Best Practices for Securing MSXML Code
This topic suggests best practices to make your MSXML applications more robust, and to reduce the threat of malicious intruders.
Set the resolveExternals property to False when you create new DOM documents.
When you create a new DOMDocument
object, the default value for the resolveExternals
property is True
for MSXML 3.0 and False
for MSXML 6.0. This allows files that contain external definitions to be included and resolved as part of the XML document stream at parse time. For example, the following types of external files and resolvable definitions might be resolved and incorporated into your parsed document:
Text files that contain resolvable modularized DTD instructions, such as entity or namespace references
Cascading XSD schema or XSLT style sheet files that contain additional rules or templates
Unless you need or expect this behavior, you should set this property explicitly to False
.
Note
Setting the resolveExternals
property to False
does not prevent your document from being validated upon parsing. This is determined by the value of the validateOnParse
property.
Be careful when handling file input and output.
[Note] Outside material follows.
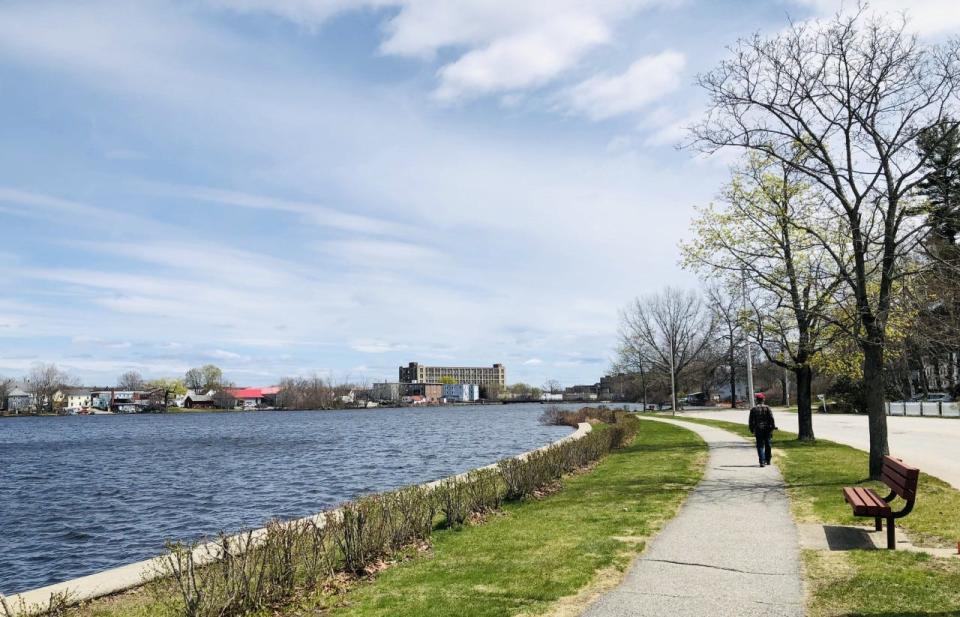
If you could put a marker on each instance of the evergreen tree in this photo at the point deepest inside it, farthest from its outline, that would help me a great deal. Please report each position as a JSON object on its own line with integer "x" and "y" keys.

MSXML provides two DOM methods for working with file input and output:
To read a file from memory or disk as input, you call the
load
method on aDOMDocument
object.To write a file to disk as output, you call the
save
method on aDOMDocument
object.
Before you write code that deals with file input and output, you should be familiar with the details of how to design file handling code for the APIs you plan to use with these methods. In particular, you should understand the possibilities for loading or working with IStream
objects if you reference and use them in your design. Because IStream
objects can be marshaled to other processes, the data you store with them could potentially be cloned or shared to other applications, with unintended consequences.
For more information about working with the IStream
interface, see "IStream – Compound File Implementation" in the Platform SDK.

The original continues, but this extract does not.